Supremes to review Arizona search case

Says the Associated Press:

The Supreme Court agreed Monday to decide when police without a warrant can search the vehicle of a person who is under arrest.

Rodney Joseph Gant was handcuffed, seated in the back of a patrol car and under police supervision when Tucson, Ariz., police officers searched his car.

A sharply divided Arizona Supreme Court ruled that the search violated the Constitution's Fourth Amendment. The state asking the U.S. high court to overturn that ruling.

The justices said they will hear the case next fall to decide whether officers must demonstrate a threat to their safety or the need to preserve evidence to justify a warrantless search in cases like Gant's.

On its face, the Arizona Supreme Court decision makes excellent sense. Gant was arrested "about 10 feet away from his parked car." Secured as he was he posed no threat to police and there was nothing other than curiosity to draw law enforcement attention to his vehicle. It seems like a no-brainer to say that police had no business searching the car without a warrant.

It seems, I say but we're talking about cars, the Fourth Amendment and the Supreme Court -- three things that don't mix well.

In Maryland v. Dyson, the Supreme Court held that police can pretty much search automobiles at will. In Florida v.
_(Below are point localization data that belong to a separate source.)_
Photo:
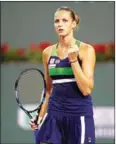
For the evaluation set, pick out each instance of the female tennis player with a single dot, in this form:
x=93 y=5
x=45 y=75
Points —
x=67 y=113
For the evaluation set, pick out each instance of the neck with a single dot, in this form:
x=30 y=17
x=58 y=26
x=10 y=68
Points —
x=67 y=41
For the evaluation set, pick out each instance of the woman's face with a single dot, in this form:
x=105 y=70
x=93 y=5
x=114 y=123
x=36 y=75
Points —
x=63 y=23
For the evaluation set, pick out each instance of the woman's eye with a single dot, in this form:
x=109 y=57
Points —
x=64 y=20
x=56 y=21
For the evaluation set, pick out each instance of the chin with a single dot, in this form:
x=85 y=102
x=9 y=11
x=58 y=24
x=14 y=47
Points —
x=62 y=34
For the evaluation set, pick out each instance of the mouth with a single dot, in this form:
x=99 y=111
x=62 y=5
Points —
x=60 y=30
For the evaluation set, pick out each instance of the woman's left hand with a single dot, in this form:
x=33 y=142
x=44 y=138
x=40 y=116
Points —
x=73 y=53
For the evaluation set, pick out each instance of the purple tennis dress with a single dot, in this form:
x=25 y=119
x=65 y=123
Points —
x=69 y=119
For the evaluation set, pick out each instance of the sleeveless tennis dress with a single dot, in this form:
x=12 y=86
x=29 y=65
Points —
x=69 y=119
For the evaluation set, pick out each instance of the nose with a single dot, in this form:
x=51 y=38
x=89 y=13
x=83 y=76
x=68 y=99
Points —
x=60 y=24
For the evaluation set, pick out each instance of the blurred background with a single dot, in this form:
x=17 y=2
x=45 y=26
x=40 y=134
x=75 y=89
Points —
x=27 y=29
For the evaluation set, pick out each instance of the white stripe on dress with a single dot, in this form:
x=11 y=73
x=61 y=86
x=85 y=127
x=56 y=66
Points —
x=63 y=80
x=82 y=129
x=42 y=121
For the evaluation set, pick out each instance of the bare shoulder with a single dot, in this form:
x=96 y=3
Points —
x=87 y=48
x=46 y=52
x=48 y=49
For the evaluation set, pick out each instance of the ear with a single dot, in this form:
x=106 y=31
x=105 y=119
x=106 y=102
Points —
x=74 y=24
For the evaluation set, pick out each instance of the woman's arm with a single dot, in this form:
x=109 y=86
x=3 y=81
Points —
x=84 y=76
x=45 y=57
White the court ruled that a parked car can be seized by police without a warrant if they believe (but haven't legally proved) it is "contraband" under local law. There are other cases along these lines, too, but the gist is that, when it comes to automobiles, the Fourth Amendment is dressed-up, rouged and lying in a pine box.

Will the fact that Gant was arrested ten feet from the car make a difference?

I wouldn't count on it, unless the court is set to make a dramatic break with the trend of its recent rulings (Dyson and White both date to 1998). And don't look to Arizona law to provide a bulwark against weakened federal search and seizure protection -- the Arizona Supreme Court's Gant decision (PDF) was based on the Fourth Amendment and federal precedent, so stronger state protections won't be forthcoming.

I'm afraid that we're due for another Supreme Court ruling that we're all ripe for the plucking by the nearest uniformed government employee the moment we set foot in our cars.